The clause is sufficiently complete for determining the value of the replacement goods: Sub-clause (c) provides for two alternative bases for assessment of damages by the arbitrators. The first, which applies if a default price has been established but not accepted, is the difference between the default price and the contract price. The second basis of assessment is the difference between the contract price and the "actual or estimated value" of the contract goods at the "date of default", which means the date of the "default of fulfilment" referred to in the opening words of the clause, i.e. the date on which the contract should have been "fulfilled" by performance in accordance with its terms. The words "established under (b) above" merely refer to the value "settled by arbitration", that being the only basis on which (b) provides for a value to be fixed. Consequently, sub-clauses (a) to (c) constitute an elaborate and indeed a complete code for determining the market price or value of the goods that either were actually purchased by way of mitigation or might have been purchased under a notional substitute contract.

The clause does not cover the entire field of damages: Notwithstanding the above, it is the Supreme Court's view that the clause is not sufficiently comprehensive to be regarded as a complete code covering the entire field of damages for a number of reasons.5

  1. The clause neither states nor assumes that assessment of damages will depend only on the difference between the contract price and the relevant market value ("shall be based on" is not to be construed as synonymous with "shall consist exclusively of" or "shall be limited to"6); however, it is not concerned with bases of assessment which do not depend on the terms of a notional substitute contract or on any determination of the market price, and is limited in that sense.
  2. Other than dealing with the injured party's duty to mitigate, the clause does not deal with any aspect of mitigation which may otherwise affect damages, such as a successful act of mitigation by the injured party or a reasonable offer from the defaulter.
  3. The clause neither addresses nor excludes the consideration of supervening events which may reduce or extinguish the loss, such as those that would have resulted in the original contract not being performed in any event.
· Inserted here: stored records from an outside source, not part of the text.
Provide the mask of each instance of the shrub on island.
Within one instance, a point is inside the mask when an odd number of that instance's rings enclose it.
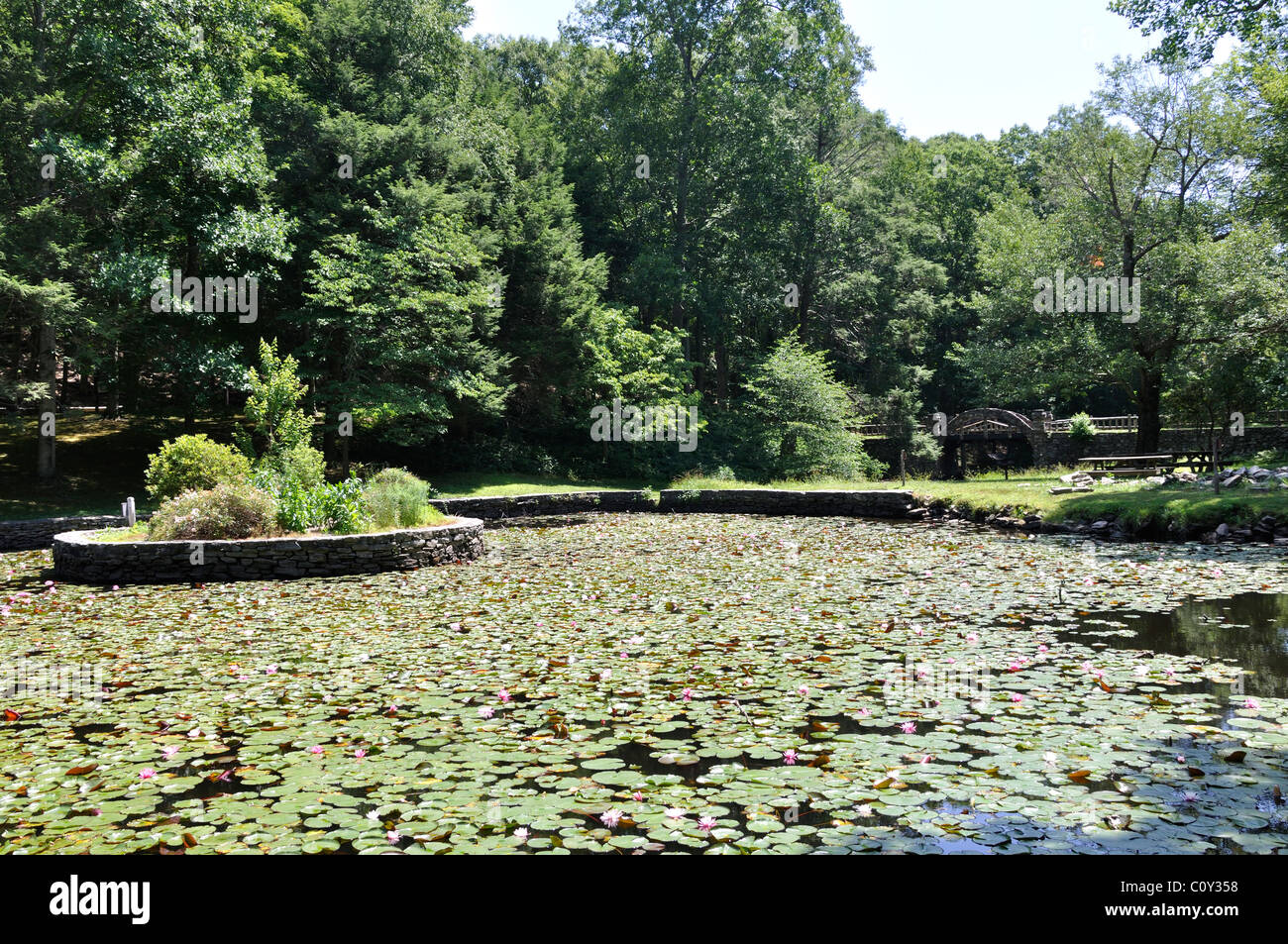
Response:
[[[148,541],[227,541],[276,534],[277,502],[249,483],[222,483],[161,504]]]

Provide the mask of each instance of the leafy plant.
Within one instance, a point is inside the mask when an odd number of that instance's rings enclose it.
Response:
[[[283,531],[321,528],[336,534],[365,531],[368,523],[362,480],[305,487],[287,482],[278,493],[277,523]]]
[[[277,502],[254,486],[222,483],[161,504],[148,522],[149,541],[219,541],[277,531]]]
[[[161,444],[148,456],[144,473],[148,495],[173,498],[191,491],[246,482],[250,460],[237,449],[216,443],[205,433],[182,435]]]
[[[1096,424],[1091,421],[1091,417],[1087,413],[1074,413],[1069,420],[1069,439],[1078,448],[1091,446],[1099,431],[1100,430],[1096,429]]]
[[[246,417],[254,434],[240,434],[237,444],[242,452],[251,457],[259,455],[272,465],[285,453],[307,446],[313,420],[299,406],[307,388],[300,382],[295,358],[278,357],[277,341],[260,339],[259,370],[247,368],[246,381],[250,385]]]

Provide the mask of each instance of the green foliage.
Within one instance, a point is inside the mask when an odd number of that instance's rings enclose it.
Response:
[[[273,496],[249,483],[184,492],[161,504],[148,520],[149,541],[220,541],[276,533]]]
[[[413,528],[435,516],[429,505],[429,483],[406,469],[379,473],[367,483],[363,502],[379,531]]]
[[[784,339],[747,381],[748,411],[759,417],[761,465],[775,478],[844,475],[877,469],[853,431],[859,417],[826,357]]]
[[[173,498],[180,492],[236,484],[250,477],[250,461],[237,449],[213,442],[205,433],[182,435],[148,456],[144,474],[148,495]]]
[[[1069,439],[1081,448],[1090,446],[1099,431],[1087,413],[1074,413],[1069,419]]]
[[[305,385],[299,379],[299,364],[287,354],[278,357],[277,341],[259,341],[259,368],[246,371],[250,397],[246,419],[251,421],[252,438],[243,437],[240,446],[247,455],[278,466],[286,453],[308,446],[313,421],[300,408]],[[309,458],[295,452],[294,464],[309,465]],[[307,471],[307,469],[305,469]]]
[[[289,482],[282,486],[277,502],[277,522],[289,532],[319,528],[352,534],[366,531],[368,524],[362,480],[357,478],[312,487]]]
[[[305,442],[282,449],[270,460],[283,482],[316,488],[326,478],[326,457]]]

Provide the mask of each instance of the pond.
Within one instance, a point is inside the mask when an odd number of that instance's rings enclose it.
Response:
[[[0,853],[1288,847],[1282,552],[647,514],[487,545],[118,590],[0,555]]]

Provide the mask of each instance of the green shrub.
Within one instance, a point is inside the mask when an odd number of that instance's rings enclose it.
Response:
[[[377,529],[415,528],[437,516],[429,493],[429,483],[406,469],[385,469],[367,483],[363,501]]]
[[[205,433],[161,443],[161,448],[148,456],[146,473],[148,495],[157,500],[245,483],[249,477],[250,460],[231,446],[211,440]]]
[[[1099,431],[1087,413],[1074,413],[1069,420],[1069,439],[1078,448],[1086,448],[1095,442]]]
[[[148,522],[149,541],[219,541],[277,532],[273,496],[254,486],[223,483],[161,504]]]
[[[277,500],[277,523],[283,531],[322,528],[336,534],[352,534],[367,527],[361,479],[305,488],[289,482]]]

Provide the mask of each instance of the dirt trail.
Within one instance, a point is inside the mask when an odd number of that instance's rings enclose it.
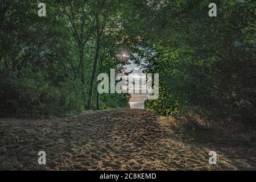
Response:
[[[37,120],[0,119],[0,169],[254,169],[253,144],[187,143],[144,110]],[[47,164],[38,164],[39,151]],[[217,164],[208,164],[209,151]]]

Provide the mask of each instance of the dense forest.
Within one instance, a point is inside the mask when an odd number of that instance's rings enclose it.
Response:
[[[0,116],[127,107],[99,94],[100,73],[130,61],[159,73],[164,115],[254,124],[255,2],[216,0],[0,1]],[[130,56],[122,56],[126,50]]]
Application of the Golden Victory

The Golden Victory, also known as Golden Strait Corporation v Nippon Yusen Kubishika Kaisha7 concerned a repudiation (AKA: premature cancellation) of a time charterparty by the charterers with nearly four more years of its term still to run. As the charterparty contained a clause allowing for its termination in case of hostilities, which did start two years later, the key question was whether any damages should be recoverable for the period following the outbreak of hostilities. The arbitrator, whose decision was upheld on appeal by the judge, the Court of Appeal and a majority of the House of Lords, found that no damages were recoverable in respect of that period.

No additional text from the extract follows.